Die letzten Wochen haben viele Änderungen in den Arbeitsalltag gebracht. Die Maßnahmen zur Pandemiebekäpfung haben uns alle überrollt und es mussten schnell wichtige Maßnahmen ergriffen werden, um der extremen Situation gerecht zu werden und dem wichtigen Auftrag zur Arzneimittelversorgung der Bevölkerung nachzukommen und diesen wie immer bestmöglich zu erfüllen.

Die geänderten Umstände werfen jedoch eine Vielzahl von rechtlichen Problemen auf, die mit den bestehenden Rechtsgrundlagen nicht gelöst werden können. Der Kollektivvertrag für Pharmazeutische Fachkräfte stellt auf den Normalbetrieb in Apotheken ab und enthält somit keine Lösungen für die sehr speziellen Probleme, die sich jetzt stellen.

Der VAAÖ ist sich seiner Verantwortung als Sozialpartner im Bereich der Apotheker/innen sehr bewusst und hat in einem ersten Schritt zunächst zugestimmt, dass für eine gewisse Zeit angestellte Apotheker/innen auch im 1/10 Dienst gemeldet werden können oder auch unbürokratisch das 10/10 Dienstausmaß überschreiten können, falls dies im Zuge der Coronamaßnahmen für ein rasches Einspringen notwendig sein sollte.

Zusätzlich wollte der VAAÖ möglichen Kurzarbeitsanträgen von Apothekenbetrieben, die aufgrund von Kundenrückgängen in wirtschaftliche Bedrängnis geraten sind, nicht entgegenstehen, und hat pauschale Zustimmungserklärungen abgegeben.

Es stellen sich aber noch mehr Probleme, die bislang noch nicht zu aller Zufriedenheit gelöst sind:

► Dienstfreistellungen für Dienstnehmer/innen mit Vorerkrankungen, die derzeit nicht arbeiten sollten.
► Schutzmaßnahmen, die von den Apothekenbetrieben zum Schutz der Dienstnehmer/innen ergriffen werden müssen, leider aber immer noch von ein paar Unbelehrbaren nicht verwirklicht wurden.
► Was passiert mit der Arbeitszeit, die bei einer allfälligen Änderung der Diensteinteilungen im Rahmen der 2-Teams-Bildung ausfällt? Der vollständie Entfall wird von vielen Selbständigen als große Belastung gesehen, ein Urlaubskonsum ist nicht erlaubt und die Durchrechnungsvereinbarungen bieten auch nur geringe Ausweichmöglichkeiten.
► Aspirant/innen: Was passiert, wenn sie ihre Prüfung nicht vor Vollendung ihres Aspirantenjahres ablegen können und gäbe es eine Möglichkeit Kurzarbeit für Aspirant/innen zu ermöglichen? Derzeit sind die Aspirant/innen ja von Kurzarbeit ausgenommen und sie müssen allenfalls ausfallende Arbeitszeiten in der Apotheke zu Hause zum Lernen nutzen.
► Corona-Zulage für Dienstnehmer/innen, die derzeit im Kundenverkehr tätig sind: Derartige Zulagen sollen von den Dienstgeber/innen steuerbegünstigt ausgezahlt werden können. Wer, wenn nicht die Apotheker/innen, die in den Apothekenbetrieben die Stellung halten, hätte eine derartige Zulage verdient?

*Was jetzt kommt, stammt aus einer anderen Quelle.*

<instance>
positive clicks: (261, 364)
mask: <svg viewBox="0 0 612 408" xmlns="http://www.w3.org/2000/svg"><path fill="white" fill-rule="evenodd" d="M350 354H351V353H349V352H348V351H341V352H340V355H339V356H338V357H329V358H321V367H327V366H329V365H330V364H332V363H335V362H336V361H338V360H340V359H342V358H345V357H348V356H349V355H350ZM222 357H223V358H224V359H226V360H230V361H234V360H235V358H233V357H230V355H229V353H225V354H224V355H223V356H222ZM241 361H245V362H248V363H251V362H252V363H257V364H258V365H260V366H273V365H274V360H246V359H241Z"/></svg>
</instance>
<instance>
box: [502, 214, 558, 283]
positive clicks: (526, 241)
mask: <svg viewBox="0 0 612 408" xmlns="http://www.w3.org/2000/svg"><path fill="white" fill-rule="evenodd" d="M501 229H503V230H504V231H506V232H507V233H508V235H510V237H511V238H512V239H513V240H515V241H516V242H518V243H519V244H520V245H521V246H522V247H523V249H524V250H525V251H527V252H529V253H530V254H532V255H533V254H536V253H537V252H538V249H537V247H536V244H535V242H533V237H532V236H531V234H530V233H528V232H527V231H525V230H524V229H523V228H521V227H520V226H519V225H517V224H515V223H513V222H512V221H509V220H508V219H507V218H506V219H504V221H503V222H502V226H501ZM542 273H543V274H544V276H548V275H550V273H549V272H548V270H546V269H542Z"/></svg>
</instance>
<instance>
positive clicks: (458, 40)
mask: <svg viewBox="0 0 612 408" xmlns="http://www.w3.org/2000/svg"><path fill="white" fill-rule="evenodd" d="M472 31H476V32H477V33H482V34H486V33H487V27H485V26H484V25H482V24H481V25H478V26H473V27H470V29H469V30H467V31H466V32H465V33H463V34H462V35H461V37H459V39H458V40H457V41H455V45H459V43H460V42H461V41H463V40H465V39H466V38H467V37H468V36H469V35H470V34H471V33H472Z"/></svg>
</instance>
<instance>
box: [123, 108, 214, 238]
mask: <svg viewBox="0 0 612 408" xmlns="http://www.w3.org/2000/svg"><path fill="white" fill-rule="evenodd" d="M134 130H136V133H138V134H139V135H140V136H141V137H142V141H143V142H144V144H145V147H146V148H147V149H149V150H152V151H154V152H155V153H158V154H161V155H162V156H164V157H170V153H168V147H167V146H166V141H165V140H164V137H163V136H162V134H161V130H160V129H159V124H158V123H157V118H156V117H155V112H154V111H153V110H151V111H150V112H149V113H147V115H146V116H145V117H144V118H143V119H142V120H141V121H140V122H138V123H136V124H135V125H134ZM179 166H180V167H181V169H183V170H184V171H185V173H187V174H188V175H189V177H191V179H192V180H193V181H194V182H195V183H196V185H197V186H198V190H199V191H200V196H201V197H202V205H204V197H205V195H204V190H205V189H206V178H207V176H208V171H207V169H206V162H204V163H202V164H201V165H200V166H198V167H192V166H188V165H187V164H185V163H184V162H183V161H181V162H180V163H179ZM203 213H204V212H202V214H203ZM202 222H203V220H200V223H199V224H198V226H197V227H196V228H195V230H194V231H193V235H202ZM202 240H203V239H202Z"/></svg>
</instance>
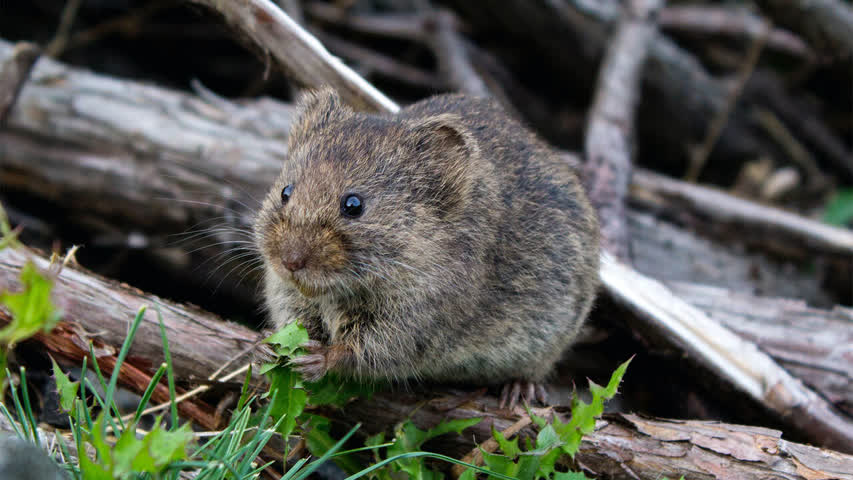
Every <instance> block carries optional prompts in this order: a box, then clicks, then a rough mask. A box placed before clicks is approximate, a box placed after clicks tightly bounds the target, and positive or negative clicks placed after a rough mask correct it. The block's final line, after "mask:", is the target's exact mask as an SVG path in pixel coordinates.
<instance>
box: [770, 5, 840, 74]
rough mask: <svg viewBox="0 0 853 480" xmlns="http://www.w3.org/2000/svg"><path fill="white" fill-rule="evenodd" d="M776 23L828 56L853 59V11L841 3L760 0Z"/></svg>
mask: <svg viewBox="0 0 853 480" xmlns="http://www.w3.org/2000/svg"><path fill="white" fill-rule="evenodd" d="M755 3H757V4H758V6H759V7H761V9H762V10H763V11H764V12H765V13H766V14H767V15H768V16H769V17H770V18H772V19H773V21H774V22H776V23H778V24H780V25H784V26H786V27H788V28H790V29H791V30H793V31H795V32H797V33H799V34H800V35H802V36H803V37H804V38H806V40H808V42H809V43H811V44H812V46H813V47H814V48H815V49H817V50H820V51H821V52H822V53H824V54H825V55H828V56H830V57H834V58H839V57H841V58H847V59H848V60H849V59H850V56H851V55H853V33H851V32H853V8H851V7H850V4H848V3H844V2H842V1H841V0H756V2H755Z"/></svg>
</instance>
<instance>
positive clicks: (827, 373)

Der VAAÖ ist daher an den Österreichischen Apothekerverband herangetreten um gemeinsam auf Sozialpartnerebene gute Lösungen für alle durch die aktuelle Krisensituation entstandenen Probleme zu finden.

Drücken Sie uns die Daumen!

Der VAAÖ – wie immer stark auf Ihrer Seite – besonders in Zeiten von Corona!